Checking up on whom? she thought.
His eyes roved over her person. “I turn to water when I look at you.”
“You’ve always been a dear,” she said. “I knew you wouldn’t let me down now. It’s beautiful here on the promontory, but I really need a bath.”
“After we eat.”
“I had a bite on the train. I just want a bath.”
“You need to keep up your strength. I know what’s best for my girl.”
SHE SLEPT THE entire afternoon and woke refreshed and happy, combing back her hair with her fingers, stretching in front of a window that gave on to palm trees and an ocean aglitter with the sunset. What had Arnold said of her? She was Venus rising from the surf? Was he mocking her again, as he had in San Antonio? Fannie Porter had advised the girls that the key to success in business lay in a short memory and shallow feelings. What dreck, Maggie had thought at the time. Upon reflection, she’d revised her opinion of Miss Porter’s admonition to: It’s not just dreck. Anyone who makes a statement like that is either lying or a sap and deserves to get reamed with a telephone pole.
After a candlelight supper on the terrace, she drank coffee while Arnold drank brandy, and kept him up as late as possible.
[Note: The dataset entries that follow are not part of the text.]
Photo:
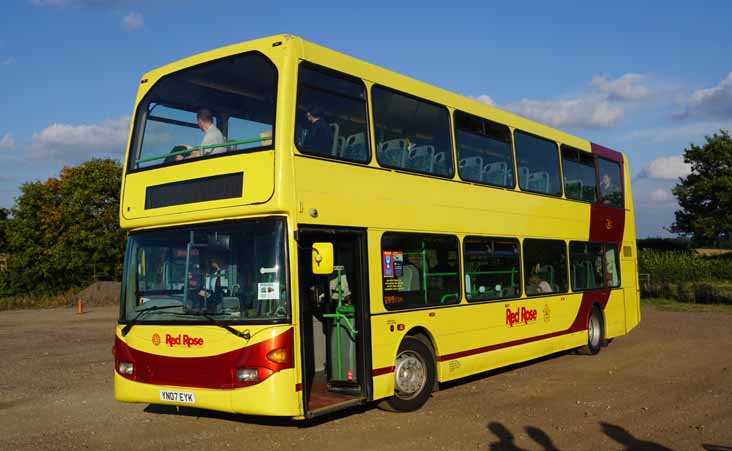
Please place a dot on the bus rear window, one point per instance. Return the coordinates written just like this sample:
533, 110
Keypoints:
213, 109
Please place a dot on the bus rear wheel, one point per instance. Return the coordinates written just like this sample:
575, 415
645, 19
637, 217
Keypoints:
595, 333
414, 376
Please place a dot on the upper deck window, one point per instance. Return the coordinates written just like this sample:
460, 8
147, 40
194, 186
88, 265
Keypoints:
580, 181
484, 151
331, 115
217, 108
538, 164
611, 186
411, 134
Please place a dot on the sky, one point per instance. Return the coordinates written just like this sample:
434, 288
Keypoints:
646, 78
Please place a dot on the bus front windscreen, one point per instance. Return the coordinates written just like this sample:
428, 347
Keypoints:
234, 272
217, 108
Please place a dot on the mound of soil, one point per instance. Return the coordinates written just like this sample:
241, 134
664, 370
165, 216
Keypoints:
100, 293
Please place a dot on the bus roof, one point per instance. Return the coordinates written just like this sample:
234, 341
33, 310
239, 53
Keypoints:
382, 76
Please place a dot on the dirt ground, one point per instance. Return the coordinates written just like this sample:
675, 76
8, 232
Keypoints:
667, 385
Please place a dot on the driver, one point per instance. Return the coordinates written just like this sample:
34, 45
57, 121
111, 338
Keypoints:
211, 135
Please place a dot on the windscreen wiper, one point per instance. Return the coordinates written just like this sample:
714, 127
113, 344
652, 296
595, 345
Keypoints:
132, 322
245, 335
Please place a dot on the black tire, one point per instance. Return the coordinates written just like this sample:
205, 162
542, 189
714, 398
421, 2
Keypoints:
595, 333
414, 376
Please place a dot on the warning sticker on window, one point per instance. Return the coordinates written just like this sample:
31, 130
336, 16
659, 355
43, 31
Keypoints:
268, 290
388, 264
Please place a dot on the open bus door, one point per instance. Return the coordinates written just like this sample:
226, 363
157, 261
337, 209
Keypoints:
334, 319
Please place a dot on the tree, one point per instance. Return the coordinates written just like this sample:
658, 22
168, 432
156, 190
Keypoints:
64, 232
705, 195
4, 214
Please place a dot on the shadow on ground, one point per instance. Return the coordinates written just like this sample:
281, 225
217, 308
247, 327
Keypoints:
506, 439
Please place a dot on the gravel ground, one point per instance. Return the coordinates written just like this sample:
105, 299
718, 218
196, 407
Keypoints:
667, 385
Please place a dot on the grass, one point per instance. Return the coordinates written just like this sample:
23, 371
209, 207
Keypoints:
671, 305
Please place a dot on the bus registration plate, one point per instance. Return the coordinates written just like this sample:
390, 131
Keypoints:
177, 396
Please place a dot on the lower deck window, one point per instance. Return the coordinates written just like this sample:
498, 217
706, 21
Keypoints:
545, 266
419, 270
492, 268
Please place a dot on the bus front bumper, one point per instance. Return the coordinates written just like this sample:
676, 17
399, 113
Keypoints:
275, 396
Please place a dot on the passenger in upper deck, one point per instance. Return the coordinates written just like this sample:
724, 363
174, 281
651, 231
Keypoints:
211, 135
318, 137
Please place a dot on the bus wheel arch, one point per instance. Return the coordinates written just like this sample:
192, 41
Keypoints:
415, 374
422, 334
595, 331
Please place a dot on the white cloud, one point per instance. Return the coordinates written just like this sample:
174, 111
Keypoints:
7, 141
693, 132
661, 196
666, 168
589, 111
133, 21
715, 102
74, 143
485, 99
626, 87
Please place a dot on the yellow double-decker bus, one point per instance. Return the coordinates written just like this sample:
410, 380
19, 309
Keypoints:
308, 232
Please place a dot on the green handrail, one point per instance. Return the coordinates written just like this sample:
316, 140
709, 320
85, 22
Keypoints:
338, 315
206, 147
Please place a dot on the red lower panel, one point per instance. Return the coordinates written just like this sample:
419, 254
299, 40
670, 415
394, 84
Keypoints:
217, 371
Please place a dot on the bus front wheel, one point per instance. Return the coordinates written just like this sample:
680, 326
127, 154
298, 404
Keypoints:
414, 376
595, 333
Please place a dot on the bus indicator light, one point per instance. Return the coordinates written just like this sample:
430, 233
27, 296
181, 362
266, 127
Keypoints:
278, 355
126, 368
247, 375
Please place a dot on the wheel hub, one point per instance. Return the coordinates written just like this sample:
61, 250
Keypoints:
410, 374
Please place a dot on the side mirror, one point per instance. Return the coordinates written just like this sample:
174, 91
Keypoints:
322, 258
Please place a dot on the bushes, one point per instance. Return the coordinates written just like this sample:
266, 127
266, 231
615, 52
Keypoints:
683, 266
686, 277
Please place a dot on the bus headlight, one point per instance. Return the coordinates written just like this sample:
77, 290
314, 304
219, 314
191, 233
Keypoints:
126, 368
278, 355
247, 375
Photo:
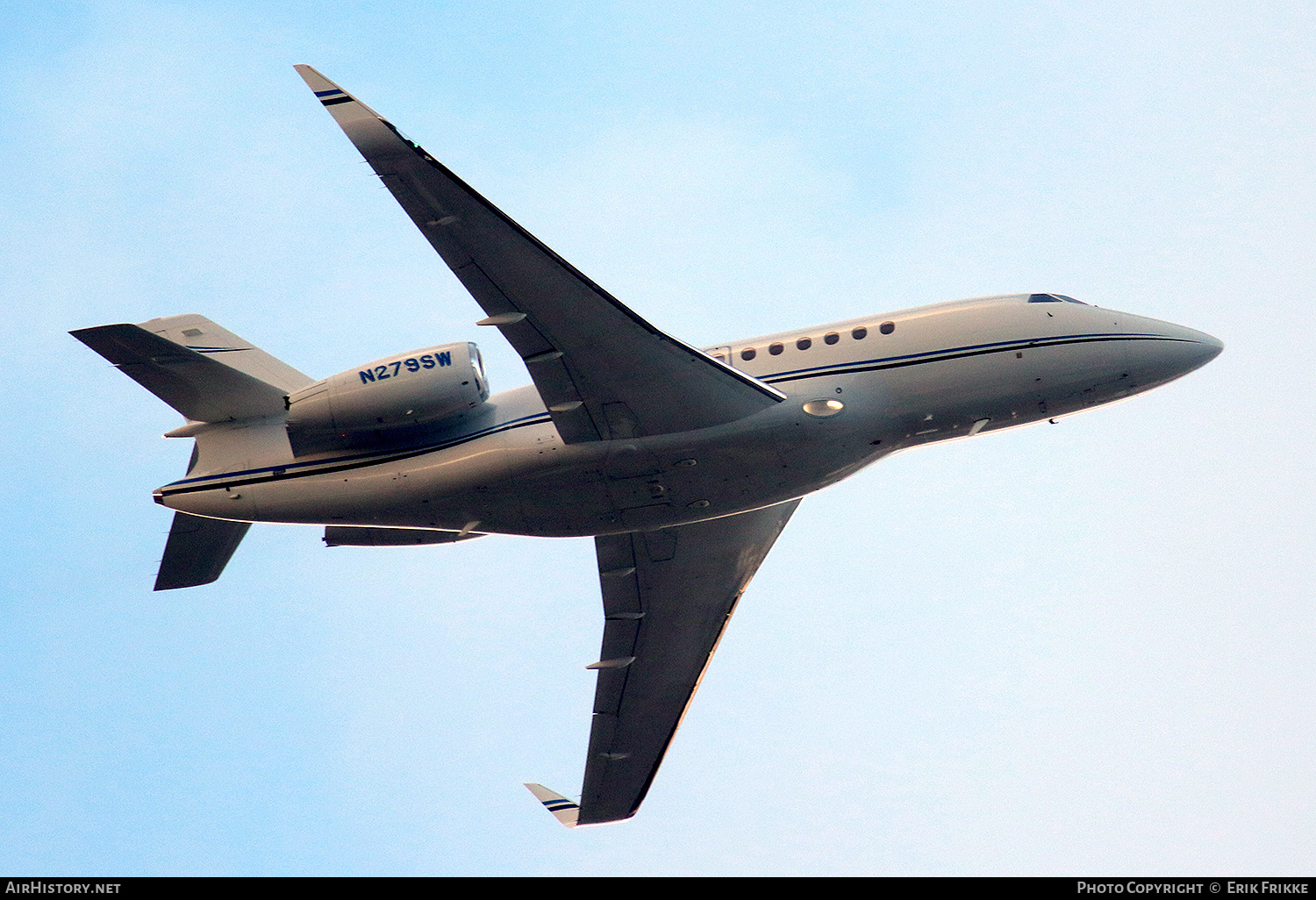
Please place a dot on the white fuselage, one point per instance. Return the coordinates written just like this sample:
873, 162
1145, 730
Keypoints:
897, 381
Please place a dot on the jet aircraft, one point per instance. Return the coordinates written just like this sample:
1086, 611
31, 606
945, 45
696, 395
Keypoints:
682, 463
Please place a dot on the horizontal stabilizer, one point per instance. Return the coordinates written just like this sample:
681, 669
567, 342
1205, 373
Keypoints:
197, 550
203, 389
565, 811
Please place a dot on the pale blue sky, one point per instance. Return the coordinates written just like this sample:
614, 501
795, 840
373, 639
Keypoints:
1084, 647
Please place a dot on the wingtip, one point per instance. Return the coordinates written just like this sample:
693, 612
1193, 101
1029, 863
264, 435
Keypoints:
565, 811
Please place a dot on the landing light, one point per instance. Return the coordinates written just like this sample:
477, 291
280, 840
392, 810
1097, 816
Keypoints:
823, 408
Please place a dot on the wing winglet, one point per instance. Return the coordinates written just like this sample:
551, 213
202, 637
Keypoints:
565, 811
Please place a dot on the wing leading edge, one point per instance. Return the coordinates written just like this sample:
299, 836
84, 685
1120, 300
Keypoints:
602, 370
666, 597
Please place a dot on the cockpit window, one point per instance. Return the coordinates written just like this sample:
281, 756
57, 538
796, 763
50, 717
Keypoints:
1053, 297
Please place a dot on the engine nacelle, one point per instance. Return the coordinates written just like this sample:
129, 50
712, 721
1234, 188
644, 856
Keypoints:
391, 400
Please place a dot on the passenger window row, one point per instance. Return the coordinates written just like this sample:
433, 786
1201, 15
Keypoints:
805, 344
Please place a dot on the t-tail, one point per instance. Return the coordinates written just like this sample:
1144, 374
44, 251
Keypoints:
234, 399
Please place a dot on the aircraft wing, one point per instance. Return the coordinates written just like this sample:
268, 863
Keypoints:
666, 597
602, 370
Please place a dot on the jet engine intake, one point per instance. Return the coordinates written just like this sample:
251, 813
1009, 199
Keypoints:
390, 402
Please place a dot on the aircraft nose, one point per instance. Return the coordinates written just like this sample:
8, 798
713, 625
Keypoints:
1171, 353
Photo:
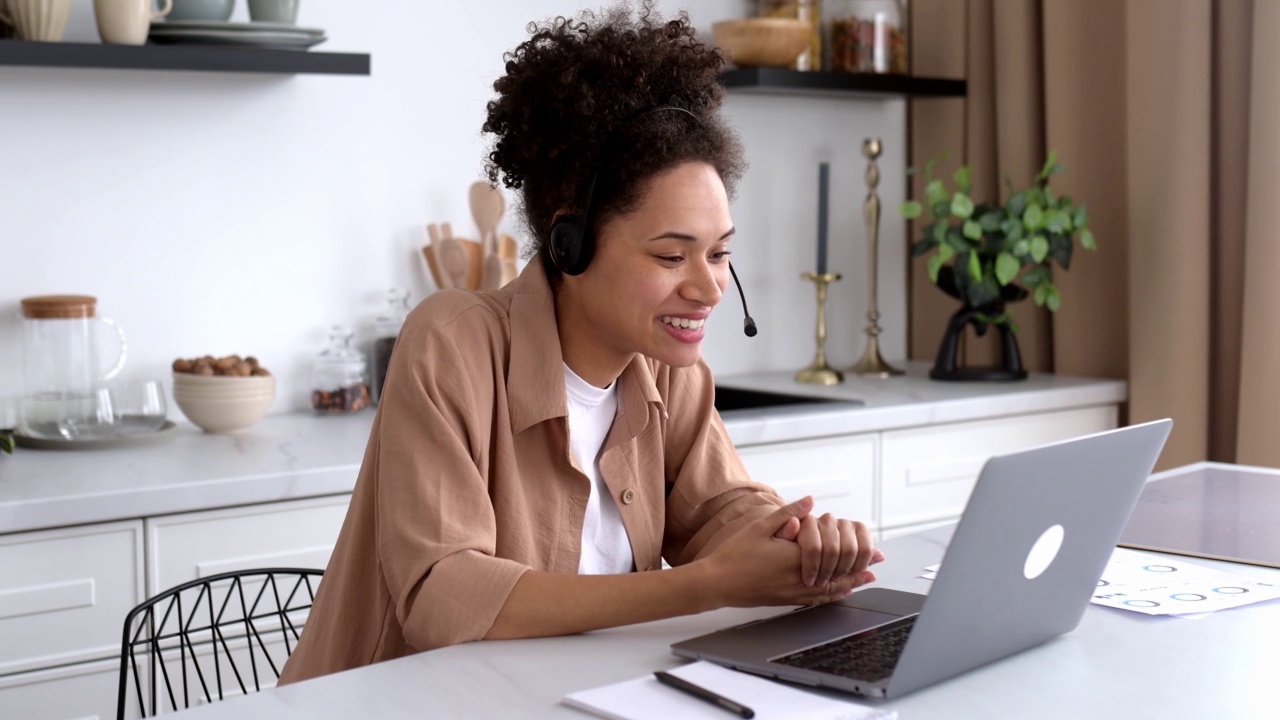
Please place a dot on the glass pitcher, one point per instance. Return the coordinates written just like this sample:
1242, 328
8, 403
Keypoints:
63, 369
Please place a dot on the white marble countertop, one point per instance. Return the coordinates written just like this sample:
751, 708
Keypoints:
905, 401
301, 455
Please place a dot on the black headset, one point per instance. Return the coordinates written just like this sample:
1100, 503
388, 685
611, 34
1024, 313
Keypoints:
572, 244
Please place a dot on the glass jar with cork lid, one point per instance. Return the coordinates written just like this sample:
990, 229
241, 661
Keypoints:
338, 376
809, 10
868, 36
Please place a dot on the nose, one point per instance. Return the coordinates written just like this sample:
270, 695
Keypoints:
705, 282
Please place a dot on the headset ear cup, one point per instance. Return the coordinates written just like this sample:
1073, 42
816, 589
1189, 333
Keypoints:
567, 246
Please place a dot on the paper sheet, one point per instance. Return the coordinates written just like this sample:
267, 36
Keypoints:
644, 698
1156, 584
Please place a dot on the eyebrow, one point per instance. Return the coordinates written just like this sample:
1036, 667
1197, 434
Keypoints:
689, 237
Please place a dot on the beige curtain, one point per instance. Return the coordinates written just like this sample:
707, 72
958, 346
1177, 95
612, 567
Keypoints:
1164, 113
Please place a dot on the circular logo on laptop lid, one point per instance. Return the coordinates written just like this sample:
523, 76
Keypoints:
1043, 552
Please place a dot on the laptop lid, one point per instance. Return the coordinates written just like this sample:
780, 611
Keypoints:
1027, 555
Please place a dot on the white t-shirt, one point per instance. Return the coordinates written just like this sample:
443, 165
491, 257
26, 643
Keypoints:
606, 548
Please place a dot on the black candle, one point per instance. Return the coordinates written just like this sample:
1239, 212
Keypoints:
823, 172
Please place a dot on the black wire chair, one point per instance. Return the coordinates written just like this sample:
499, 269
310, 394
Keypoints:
223, 633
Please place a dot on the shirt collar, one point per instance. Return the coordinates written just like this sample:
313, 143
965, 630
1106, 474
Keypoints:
535, 378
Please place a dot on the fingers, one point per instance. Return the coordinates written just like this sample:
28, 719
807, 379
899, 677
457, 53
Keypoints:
782, 515
810, 550
848, 538
790, 531
865, 546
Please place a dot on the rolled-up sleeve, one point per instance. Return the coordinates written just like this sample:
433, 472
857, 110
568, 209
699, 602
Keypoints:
435, 525
711, 493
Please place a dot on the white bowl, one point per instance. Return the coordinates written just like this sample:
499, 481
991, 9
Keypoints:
234, 410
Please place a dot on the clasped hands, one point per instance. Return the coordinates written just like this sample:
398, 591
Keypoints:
791, 556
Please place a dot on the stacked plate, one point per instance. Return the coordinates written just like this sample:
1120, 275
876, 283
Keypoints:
278, 36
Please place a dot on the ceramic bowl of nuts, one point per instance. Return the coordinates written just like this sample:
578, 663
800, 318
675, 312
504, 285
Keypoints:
223, 395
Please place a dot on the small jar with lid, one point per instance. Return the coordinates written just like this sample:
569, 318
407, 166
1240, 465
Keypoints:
338, 376
385, 331
868, 36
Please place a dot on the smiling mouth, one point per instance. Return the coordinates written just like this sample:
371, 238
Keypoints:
682, 323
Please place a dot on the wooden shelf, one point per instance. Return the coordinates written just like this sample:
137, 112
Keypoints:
776, 81
208, 58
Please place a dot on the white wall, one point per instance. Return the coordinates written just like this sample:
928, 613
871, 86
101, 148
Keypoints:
237, 213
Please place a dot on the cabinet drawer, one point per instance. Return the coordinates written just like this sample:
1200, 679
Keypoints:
86, 691
277, 534
927, 473
64, 593
839, 473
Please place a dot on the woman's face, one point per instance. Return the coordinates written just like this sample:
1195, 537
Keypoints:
656, 276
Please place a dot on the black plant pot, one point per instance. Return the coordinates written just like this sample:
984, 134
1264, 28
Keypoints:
946, 365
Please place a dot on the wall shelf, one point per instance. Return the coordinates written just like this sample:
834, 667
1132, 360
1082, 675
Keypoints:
777, 81
209, 58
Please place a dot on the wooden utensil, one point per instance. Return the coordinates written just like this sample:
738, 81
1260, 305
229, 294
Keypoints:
487, 208
453, 256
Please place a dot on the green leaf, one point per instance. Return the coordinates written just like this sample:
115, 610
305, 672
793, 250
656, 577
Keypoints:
935, 265
1033, 218
1054, 299
935, 192
1048, 165
1056, 220
974, 267
1006, 268
1087, 240
961, 205
1080, 218
1040, 247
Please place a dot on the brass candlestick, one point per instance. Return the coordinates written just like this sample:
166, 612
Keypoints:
819, 372
872, 363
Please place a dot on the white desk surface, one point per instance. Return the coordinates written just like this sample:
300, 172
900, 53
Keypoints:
1116, 664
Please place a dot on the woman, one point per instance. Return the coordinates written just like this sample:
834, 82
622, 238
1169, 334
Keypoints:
540, 449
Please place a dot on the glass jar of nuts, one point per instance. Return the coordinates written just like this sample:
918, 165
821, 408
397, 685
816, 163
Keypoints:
338, 377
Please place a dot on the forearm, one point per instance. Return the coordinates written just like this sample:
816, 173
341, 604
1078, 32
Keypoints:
551, 604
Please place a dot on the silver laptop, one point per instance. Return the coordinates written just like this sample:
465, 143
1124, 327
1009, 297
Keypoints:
1022, 565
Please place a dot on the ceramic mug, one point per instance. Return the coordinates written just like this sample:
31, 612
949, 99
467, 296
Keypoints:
273, 10
127, 22
36, 19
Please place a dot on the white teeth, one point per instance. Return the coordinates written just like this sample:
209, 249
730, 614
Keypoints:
685, 323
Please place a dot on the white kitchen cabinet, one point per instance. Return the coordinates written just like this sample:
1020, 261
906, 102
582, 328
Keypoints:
277, 534
839, 473
64, 593
85, 691
927, 473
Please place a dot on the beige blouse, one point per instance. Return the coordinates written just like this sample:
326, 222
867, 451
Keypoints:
466, 482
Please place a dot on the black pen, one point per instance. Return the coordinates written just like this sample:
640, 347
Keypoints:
703, 693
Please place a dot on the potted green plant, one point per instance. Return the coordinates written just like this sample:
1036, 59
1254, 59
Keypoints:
988, 255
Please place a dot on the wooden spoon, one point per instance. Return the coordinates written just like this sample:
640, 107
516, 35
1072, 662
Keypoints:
487, 208
453, 256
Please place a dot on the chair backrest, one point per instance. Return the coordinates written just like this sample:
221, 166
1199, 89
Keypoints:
213, 638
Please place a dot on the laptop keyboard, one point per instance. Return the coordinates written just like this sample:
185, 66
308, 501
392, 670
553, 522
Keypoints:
867, 656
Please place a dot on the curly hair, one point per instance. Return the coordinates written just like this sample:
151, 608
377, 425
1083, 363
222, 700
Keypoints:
572, 106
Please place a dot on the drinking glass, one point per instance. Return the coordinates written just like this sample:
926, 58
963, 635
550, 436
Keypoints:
140, 406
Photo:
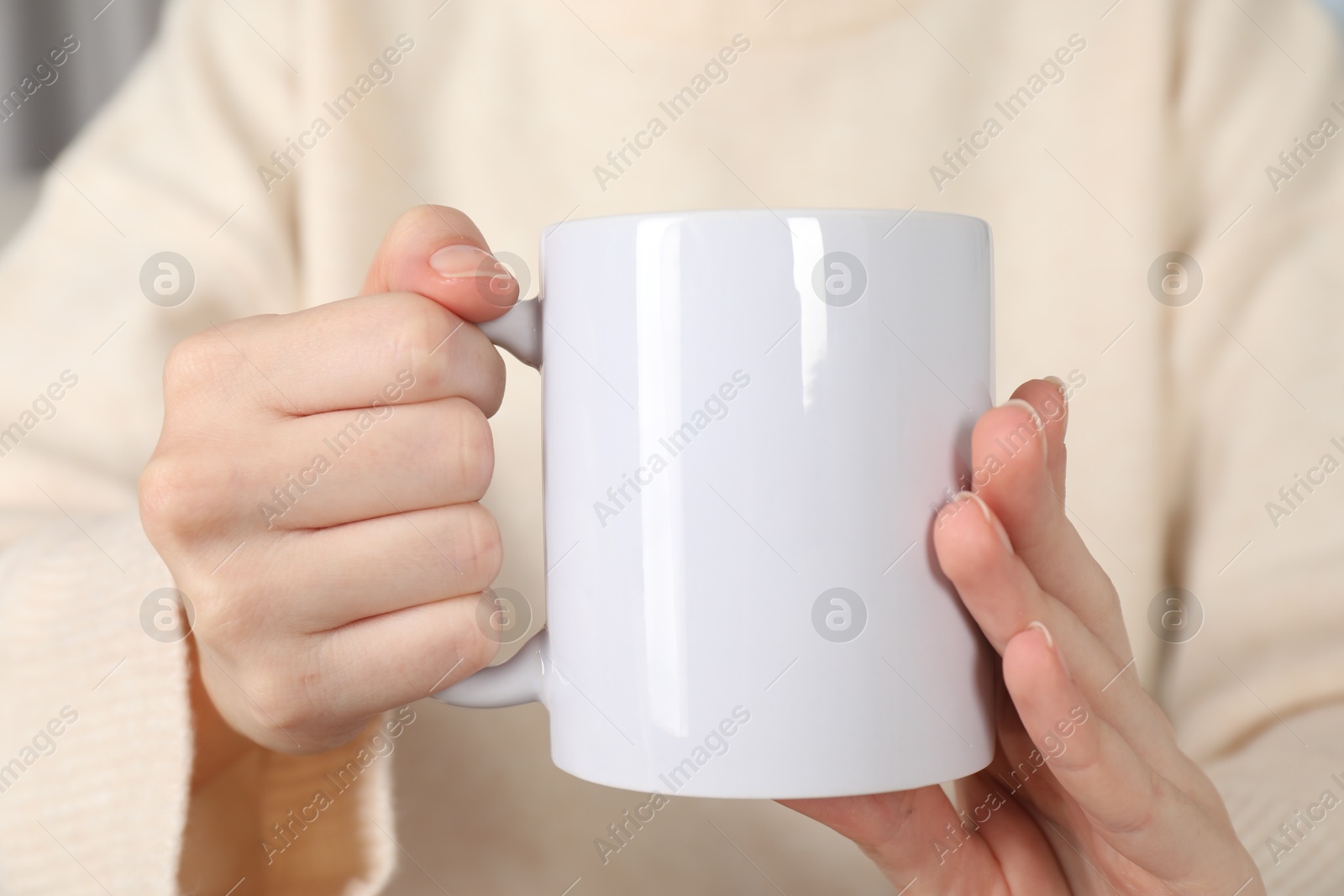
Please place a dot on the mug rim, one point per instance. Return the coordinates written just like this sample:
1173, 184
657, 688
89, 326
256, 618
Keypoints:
784, 210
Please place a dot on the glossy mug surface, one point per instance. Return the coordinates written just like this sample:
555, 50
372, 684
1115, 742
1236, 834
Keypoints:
750, 418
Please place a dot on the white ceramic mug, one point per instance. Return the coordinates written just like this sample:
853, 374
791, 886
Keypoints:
750, 418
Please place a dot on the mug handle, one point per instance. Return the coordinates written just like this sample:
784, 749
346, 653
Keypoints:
522, 676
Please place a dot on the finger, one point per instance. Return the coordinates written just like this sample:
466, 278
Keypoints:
320, 580
344, 466
1003, 597
1014, 837
351, 354
1012, 445
1135, 809
907, 835
318, 694
1048, 398
438, 253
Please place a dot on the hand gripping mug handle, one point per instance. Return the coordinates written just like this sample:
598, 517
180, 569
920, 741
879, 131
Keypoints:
522, 678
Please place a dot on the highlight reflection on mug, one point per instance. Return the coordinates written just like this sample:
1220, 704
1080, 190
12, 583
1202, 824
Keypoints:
839, 280
839, 616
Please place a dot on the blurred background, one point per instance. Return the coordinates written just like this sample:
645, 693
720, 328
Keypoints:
112, 36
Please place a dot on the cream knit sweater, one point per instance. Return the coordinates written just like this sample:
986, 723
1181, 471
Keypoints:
1095, 136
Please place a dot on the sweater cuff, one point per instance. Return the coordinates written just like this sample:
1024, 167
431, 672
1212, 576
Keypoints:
96, 752
1285, 793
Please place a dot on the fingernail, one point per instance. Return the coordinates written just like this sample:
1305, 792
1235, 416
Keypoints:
1035, 421
984, 508
461, 259
1050, 640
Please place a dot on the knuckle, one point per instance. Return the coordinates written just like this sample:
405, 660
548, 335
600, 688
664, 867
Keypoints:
423, 347
187, 497
197, 362
472, 456
425, 217
481, 543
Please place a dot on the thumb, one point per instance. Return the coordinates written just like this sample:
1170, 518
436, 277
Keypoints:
438, 253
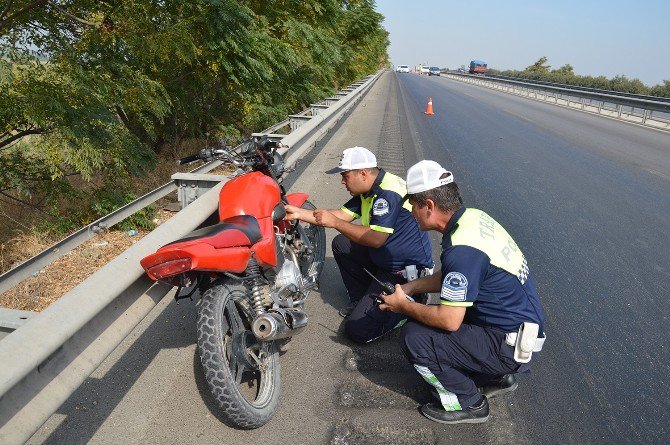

Then they played gin rummy and walked on the beach and ended up at the amusement pier, where she made him take her on the rides until it closed for the night.
“You’re inexhaustible,” he said. “I can’t keep up with you. I must go to sleep.”
“Let’s walk out on the rocks,” she replied. “Please. Look at the breakers. I love California.”
“Would that you were mine, Maggie.”
“Maybe I will be. Someday.”
“Ah, the caveat,” he said. “But if there were no caveat, you wouldn’t be Maggie.”
At eight-thirty the next morning, she went into his bedroom and shook him awake.
“My God, woman, have you lost your mind? What time is it?” he said.
“I fixed you a fine breakfast.”
“That’s what I have a cook for.”
“Not today.”
“What?”
“I sent him home. The other servants as well.”
“What are you doing?”
“I’d like us to be together. I’d like to talk about some motion picture ideas I have. Sundance and Butch didn’t die in South America.”
“Oh, this will shake the foundations of modern history.”
“I think it’s an important story,” she said.
“Nobody is going to see a film about a couple of ignorant Wyoming hayseeds.”